Prehistoric mammoth bones unearthed during Oregon State stadium construction


Nebraska's Memorial Stadium and East Carolina's Dowdy-Ficklen Stadium are each nicknamed "The Boneyard." Oregon State's Reser Stadium has an actual bone yard.

A construction crew working on the expansion of Reser Stadium unearthed animal bones from the Ice Age. A fully intact femur, believed to be from a mammoth, was among the prehistoric bones discovered on Monday at the site of what will be the locker room for the Beavers' football team.

Anthropology professors at the school were called to the site that also included bones believed to be from bison and a camel or horse.

"There are quite a few bones, and dozens of pieces," Oregon State associate professor of anthropology Loren Davis said.

"Some of the bones are not in very good shape, but some are actually quite well preserved."

The bones were discovered in a 10-foot deep plot. When a worker first found the femur, work immediately stopped.

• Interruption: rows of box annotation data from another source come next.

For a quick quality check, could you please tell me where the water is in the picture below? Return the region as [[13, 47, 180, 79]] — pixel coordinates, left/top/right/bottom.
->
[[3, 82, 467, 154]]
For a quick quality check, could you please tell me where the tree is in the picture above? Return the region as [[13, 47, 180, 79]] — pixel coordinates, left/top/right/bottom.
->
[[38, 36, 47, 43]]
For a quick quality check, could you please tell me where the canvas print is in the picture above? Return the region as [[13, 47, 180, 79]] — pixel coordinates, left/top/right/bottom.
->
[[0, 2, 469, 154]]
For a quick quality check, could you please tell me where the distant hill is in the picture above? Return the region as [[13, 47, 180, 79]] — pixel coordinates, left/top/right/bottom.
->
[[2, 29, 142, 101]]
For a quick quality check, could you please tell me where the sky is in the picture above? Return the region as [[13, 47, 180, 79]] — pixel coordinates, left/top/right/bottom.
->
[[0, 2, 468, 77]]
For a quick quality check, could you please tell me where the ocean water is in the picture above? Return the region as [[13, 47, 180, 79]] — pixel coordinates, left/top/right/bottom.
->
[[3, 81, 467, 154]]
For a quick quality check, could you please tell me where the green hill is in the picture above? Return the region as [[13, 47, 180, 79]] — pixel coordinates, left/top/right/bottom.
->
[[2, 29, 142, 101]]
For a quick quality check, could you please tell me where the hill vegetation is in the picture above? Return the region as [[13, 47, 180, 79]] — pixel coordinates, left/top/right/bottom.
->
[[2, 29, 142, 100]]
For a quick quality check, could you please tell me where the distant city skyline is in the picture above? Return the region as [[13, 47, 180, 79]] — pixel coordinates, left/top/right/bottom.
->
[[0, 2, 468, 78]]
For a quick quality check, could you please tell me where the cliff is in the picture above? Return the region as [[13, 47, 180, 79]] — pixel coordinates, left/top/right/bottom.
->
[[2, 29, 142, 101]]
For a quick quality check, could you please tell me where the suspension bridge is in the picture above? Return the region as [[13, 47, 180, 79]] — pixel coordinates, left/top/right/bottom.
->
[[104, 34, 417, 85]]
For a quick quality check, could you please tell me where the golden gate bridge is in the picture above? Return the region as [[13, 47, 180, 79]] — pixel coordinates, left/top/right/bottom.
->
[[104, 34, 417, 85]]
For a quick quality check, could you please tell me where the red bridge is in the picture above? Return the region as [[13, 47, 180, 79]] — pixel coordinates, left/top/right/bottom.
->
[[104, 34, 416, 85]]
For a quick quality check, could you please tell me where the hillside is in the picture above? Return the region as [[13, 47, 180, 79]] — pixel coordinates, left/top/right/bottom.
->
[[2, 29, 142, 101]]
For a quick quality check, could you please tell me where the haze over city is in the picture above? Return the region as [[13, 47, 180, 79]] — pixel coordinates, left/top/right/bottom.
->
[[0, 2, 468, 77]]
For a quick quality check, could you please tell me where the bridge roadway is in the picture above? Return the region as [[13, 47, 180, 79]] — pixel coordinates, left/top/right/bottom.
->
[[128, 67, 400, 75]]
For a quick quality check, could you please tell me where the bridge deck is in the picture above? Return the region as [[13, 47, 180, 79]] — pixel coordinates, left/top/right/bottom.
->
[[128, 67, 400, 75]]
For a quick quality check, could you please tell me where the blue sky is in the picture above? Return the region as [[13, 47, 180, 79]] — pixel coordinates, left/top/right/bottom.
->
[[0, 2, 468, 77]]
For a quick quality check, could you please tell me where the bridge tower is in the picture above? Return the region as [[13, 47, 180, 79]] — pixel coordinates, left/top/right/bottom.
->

There were no human bones unearthed and the fossils are believed to be more than 10,000 years old. The school is expanding the Valley Football Center and crews were digging up an area in the north end zone of the stadium that seats nearly 46,000 and will house around 55,000 once expansion is complete.

Corvalis is in the Willamette Valley and Davis said it is not unusual to discover ancient animal bones in an area that used to be full of bogs and marshes.

"Animals who were sick would often go to a body of water and die there, so it's not unusual to find a group of bones like this," Davis said. "We had all of these types of animals in the Willamette Valley back then."